Once again, the U.S. government’s international broadcasting is at the center of a storm of its own making. The Broadcasting Board of Governors (BBG) announced deep cuts in services for Voice of America (VOA), Radio Free Europe, and Radio Free Asia shortwave transmissions to Asia, effective end of business June 30. These cuts include programs in a slew of languages, including Persian, Azeri, Uzbek, Laotian, Vietnamese, and many others, as well as “Worldwide English,” which for decades has been a flagship broadcast helping to spread English around the world. Employees throughout VOA were in a state of shock.

Members of the House Foreign Affairs Committee, who recently voted unanimously for extensive reform of the BBG, the agency that runs U.S. civilian international broadcasting, will feel confirmed in their judgment that the BBG is acting recklessly and in defiance of sound management principles.

The cuts will allegedly amount to a total of $1.6 million and were obliquely referred to in the BBG’s 2013 budget request. Yet, because controversy inevitably follows decisions to cut or add languages, the board last year decided to conduct a thorough study of shortwave’s viability as a communication medium.

The BBG announced with some fanfare that it was creating a Special Committee for the Study of the Future of Shortwave Broadcasting, chaired by newly appointed board member Matt Armstrong. As a technology whose origins go back to the beginnings of international broadcasting in the 1940s, shortwave radio has come under competition for resources from AM and FM radio, satellite television, and web-based products for resources at the BBG.

Yet, because of the physical properties of shortwaves, they are a medium that is hard to block, and is accessible for listeners in the developing world. A thorough study of their potential and contemporary relevance was clearly needed.

A comment period for outside experts concluded in February; in April, Armstrong paid a fact-finding visit to the last remaining U.S. shortwave transmitting station, in Greenville, North Carolina.
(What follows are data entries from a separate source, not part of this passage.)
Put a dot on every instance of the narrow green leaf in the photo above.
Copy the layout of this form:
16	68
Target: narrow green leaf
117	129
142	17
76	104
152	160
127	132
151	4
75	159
No report or conclusions of this committee’s work have been made public.

Putting a big chunk of U.S. shortwave broadcasting on the chopping block while the work of this committee remains under wraps is premature, and is likely to cause Members of Congress to ask again who is at the helm at the BBG. Given how important broadcasting is as a tool of U.S. foreign policy, broadcasting strategy should be both rational and transparent. Right now, it is neither.